Между небом и грехом - страница 25
Когда месса подошла к концу, отец Доминик поднял руки, не сводя глаз с меня.
– Пусть свет Всеотца ведет вас даже в самые темные часы, – произнес он нараспев низким и успокаивающим голосом.
Послушницы начали вставать, язаколебалась, не зная, осмелюсь ли остаться. Заметит ли отец Доминик эти колебания? С одной стороны волнительно, с другой – Мать Настоятельница, которая спустит с меня шкуру, если ей кто-то доложит, что я пропустила исповедь.
Вздохнув, я встала самой последней в очереди на исповедь.
Он отодвинул шторку исповедальни, приглашая меня войти. Я села на деревянную скамью, совершенно не зная в чем покаяться.
– Тревожит ли тебя что-то?
– Сегодня я подумала о побеге.
– Твоё сердце мечется в поиске своего пути, не тревожься этого.
– Я всё ещё чувствую здесь себя лишней. В отличие от Барбары или Жанны… – я замолкла, подбирая окончание фразы.
– Ты считаешь их лучше?
– В их сердцах больше веры.
– Позволь, я подойду?
– Конечно, – поспешно проговорила я, когда поняла, что он мог не заметить мой кивок.
Отец Доминик зашел в кабинку и я вжалась в деревянную стенку, чтобы он мог сесть. Здесь так мало места, что становилось тяжело дышать или это не из-за тесноты?
– Если ты за пять лет не смогла привыкнуть, вполне возможно, что такая жизнь не для тебя. Я могу подать прошение Матери Настоятельнице, чтобы тебя отправили в мир.
Я покачала головой.
– Мною было подано не меньше сотни прошений, они все отклонялись.
– Убегать в разгар осени не совсем разумная идея, скоро зима.
Он был так близко, что я перестала различать фразы произнесенные его красивыми губами, сфокусировавшись только на них, я забывала дышать и сейчас мне до ужаса не хватало воздуха.
– Агата? Всё хорошо?
– Д-да, – отстраненно прошептала я, отворачиваясь, чтобы рассмотреть узор из древесных колец на стене.
– Ты говорила, что хочешь создать новые воспоминания. Вот тебе одно из них, – тихо произнес он, а когда я обернулась, его губы накрыли мои, осторожно сминая. – Не двигайся, – неожиданно строго прошептал он в мои губы, опаляя их жаром.
У меня по спине бегут мурашки, даже сквозь шум молельного колокола, я слышу биение собственного сердца. Его теплые и слегка шершавые губы скользят по щеке поднимаясь к виску, вызывая в груди дрожь, волнами распространяющуюся дальше по телу.
По несчастливому стечению обстоятельств ему не позволено больше обнимать и целовать меня, он не имеет права даже на мысли об этом, как и я не имею права поддаваться, вздрагивать от становящихся необузданными прикосновений, и думать о большем.
Особенно думать о большем. Я положила ладони двух рук на его грудь в стойкой уверенности, что сейчас я оттолкну его.

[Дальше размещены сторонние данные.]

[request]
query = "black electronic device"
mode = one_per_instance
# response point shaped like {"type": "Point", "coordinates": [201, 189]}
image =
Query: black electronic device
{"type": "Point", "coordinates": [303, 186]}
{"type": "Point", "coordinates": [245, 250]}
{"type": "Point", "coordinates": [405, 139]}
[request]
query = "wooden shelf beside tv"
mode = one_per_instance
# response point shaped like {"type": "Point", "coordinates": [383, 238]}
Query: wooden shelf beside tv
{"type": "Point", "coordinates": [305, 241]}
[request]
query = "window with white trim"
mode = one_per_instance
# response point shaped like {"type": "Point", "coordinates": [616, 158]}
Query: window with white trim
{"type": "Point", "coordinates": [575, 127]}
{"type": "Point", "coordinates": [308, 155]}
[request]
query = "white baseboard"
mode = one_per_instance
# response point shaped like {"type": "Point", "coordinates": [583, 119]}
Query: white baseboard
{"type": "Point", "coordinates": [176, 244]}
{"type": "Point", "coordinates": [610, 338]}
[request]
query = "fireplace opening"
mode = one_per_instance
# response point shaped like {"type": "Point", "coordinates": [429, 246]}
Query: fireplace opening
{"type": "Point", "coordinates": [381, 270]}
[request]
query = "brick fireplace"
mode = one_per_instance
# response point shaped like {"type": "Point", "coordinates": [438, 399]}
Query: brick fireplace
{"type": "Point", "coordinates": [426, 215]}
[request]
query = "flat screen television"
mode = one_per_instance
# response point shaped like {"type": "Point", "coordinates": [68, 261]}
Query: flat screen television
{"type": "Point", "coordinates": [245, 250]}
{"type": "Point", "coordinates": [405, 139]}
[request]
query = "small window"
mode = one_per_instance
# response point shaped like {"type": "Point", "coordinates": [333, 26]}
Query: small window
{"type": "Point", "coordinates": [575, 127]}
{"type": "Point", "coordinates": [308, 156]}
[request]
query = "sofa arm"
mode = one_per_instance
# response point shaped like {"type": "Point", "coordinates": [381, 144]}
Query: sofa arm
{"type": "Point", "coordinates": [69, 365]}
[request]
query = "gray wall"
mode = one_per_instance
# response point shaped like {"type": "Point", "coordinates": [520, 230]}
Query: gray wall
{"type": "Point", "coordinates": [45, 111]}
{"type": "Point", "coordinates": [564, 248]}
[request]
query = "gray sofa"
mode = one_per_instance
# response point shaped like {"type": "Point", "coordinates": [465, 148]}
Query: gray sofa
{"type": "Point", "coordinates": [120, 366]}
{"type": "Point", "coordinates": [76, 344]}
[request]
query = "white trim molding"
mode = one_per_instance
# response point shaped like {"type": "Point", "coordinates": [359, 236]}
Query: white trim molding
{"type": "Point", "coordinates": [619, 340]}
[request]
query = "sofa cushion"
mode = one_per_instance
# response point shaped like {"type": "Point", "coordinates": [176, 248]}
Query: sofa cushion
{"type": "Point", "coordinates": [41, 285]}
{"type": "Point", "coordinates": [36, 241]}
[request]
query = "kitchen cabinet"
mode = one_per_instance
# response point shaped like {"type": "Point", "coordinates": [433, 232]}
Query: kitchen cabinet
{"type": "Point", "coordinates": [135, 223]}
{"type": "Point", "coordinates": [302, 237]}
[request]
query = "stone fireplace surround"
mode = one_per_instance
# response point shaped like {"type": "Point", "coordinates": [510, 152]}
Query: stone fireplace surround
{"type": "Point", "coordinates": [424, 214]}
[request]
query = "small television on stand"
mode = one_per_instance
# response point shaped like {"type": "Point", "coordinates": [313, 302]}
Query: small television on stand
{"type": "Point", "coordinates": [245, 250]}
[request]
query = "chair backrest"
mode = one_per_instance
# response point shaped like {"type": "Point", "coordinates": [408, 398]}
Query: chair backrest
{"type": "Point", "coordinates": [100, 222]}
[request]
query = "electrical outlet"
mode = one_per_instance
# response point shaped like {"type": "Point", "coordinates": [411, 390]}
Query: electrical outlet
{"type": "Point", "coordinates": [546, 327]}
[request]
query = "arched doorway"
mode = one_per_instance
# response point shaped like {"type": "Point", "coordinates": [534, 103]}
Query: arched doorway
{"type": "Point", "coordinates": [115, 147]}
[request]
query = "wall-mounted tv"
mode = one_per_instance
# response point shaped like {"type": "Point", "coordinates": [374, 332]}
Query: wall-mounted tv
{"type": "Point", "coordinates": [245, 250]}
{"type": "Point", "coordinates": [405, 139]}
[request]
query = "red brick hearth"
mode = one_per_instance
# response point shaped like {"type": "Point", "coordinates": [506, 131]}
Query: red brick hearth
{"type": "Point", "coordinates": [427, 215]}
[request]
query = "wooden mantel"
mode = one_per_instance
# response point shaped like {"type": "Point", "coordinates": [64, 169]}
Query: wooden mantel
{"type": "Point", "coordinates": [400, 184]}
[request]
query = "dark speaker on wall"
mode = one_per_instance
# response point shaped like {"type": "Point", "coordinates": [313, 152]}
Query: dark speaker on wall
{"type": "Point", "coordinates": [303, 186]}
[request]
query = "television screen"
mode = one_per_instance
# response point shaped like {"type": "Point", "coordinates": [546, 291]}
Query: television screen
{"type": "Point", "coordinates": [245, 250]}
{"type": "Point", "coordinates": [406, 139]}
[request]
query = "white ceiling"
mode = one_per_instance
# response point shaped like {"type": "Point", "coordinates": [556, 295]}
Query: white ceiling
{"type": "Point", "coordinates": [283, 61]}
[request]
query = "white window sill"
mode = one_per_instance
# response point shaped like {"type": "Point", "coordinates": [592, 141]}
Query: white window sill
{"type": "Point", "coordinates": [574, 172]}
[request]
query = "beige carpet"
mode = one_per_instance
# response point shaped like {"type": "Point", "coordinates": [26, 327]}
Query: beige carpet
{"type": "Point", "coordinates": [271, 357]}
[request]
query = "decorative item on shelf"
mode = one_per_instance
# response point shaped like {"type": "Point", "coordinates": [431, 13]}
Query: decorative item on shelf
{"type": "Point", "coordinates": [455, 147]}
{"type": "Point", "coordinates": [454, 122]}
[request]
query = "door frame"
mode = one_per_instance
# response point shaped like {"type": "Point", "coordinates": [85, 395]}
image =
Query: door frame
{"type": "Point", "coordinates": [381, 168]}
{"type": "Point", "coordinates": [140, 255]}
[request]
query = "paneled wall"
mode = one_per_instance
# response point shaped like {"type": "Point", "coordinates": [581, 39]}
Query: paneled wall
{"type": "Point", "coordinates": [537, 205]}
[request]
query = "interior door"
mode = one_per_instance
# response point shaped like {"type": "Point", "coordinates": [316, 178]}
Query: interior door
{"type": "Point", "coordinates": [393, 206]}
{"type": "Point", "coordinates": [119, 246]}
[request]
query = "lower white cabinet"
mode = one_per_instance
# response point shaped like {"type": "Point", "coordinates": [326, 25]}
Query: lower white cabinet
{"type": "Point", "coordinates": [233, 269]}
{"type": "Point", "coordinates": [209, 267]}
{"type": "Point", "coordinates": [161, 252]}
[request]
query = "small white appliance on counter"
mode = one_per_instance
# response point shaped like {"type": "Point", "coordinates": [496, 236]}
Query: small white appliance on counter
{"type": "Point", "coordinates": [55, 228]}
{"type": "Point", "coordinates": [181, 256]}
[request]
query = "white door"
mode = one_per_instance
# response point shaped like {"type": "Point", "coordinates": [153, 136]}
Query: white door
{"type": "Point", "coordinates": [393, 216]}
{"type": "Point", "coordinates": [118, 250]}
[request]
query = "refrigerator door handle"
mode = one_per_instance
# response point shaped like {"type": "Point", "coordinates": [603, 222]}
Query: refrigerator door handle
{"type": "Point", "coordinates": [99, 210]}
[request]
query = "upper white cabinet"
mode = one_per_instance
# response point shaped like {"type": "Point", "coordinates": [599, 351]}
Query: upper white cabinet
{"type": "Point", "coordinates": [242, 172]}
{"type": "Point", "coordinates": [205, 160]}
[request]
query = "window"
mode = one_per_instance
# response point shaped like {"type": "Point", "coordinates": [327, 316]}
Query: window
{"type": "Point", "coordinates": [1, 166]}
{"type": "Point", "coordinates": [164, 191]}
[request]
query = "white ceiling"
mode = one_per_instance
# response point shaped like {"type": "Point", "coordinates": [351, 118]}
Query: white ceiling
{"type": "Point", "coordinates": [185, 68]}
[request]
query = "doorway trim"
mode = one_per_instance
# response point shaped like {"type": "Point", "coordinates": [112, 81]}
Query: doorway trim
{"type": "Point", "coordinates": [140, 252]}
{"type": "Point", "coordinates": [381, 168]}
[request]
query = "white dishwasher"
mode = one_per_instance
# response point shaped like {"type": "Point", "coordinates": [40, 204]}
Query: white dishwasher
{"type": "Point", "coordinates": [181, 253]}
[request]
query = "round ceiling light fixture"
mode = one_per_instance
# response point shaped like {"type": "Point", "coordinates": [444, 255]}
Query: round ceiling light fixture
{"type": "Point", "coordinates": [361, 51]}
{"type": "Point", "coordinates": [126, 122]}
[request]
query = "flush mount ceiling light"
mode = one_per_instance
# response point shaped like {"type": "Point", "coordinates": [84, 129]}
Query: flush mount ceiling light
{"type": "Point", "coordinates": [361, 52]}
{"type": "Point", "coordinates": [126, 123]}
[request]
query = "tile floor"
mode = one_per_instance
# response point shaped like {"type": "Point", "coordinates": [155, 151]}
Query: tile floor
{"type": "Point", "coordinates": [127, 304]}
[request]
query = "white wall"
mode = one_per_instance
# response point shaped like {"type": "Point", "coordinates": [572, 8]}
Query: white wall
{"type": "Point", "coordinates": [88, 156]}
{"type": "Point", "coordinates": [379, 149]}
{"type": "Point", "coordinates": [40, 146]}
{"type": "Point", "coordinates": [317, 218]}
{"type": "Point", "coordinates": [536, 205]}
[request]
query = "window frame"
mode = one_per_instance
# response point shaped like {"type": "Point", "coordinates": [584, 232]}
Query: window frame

Вот сейчас… точно, сейчас.
Но вместо этого я цепляюсь за рубашку, прижимаясь теснее, переплетая звуки наших сердец.
– Прости меня, Агата, – шепот, утопающий в моих спутанных волосах где-то у самой шеи, эхом отдается мурашками у самой поясницы. Разливается удивительное чувство тепла, окрашивая щеки в ярко-красный цвет. Вибрация внизу живота, где комком скручивается тлеющее желание, вызывает шум в голове.
Кончик языка касается его шеи, как будто против моей воли, моё тело больше не слушает голос вопящего в неистовстве разума. Внизу приливает кровь, бурлит желание, высвобождается нутро дикого зверя, готового вкусить запретное, сладко-греховную связь.
Большим пальцем он обводит мою скулу, поглаживает нижнюю губу, слегка оттягивая её, пока я смотрю в его потемневшие глаза.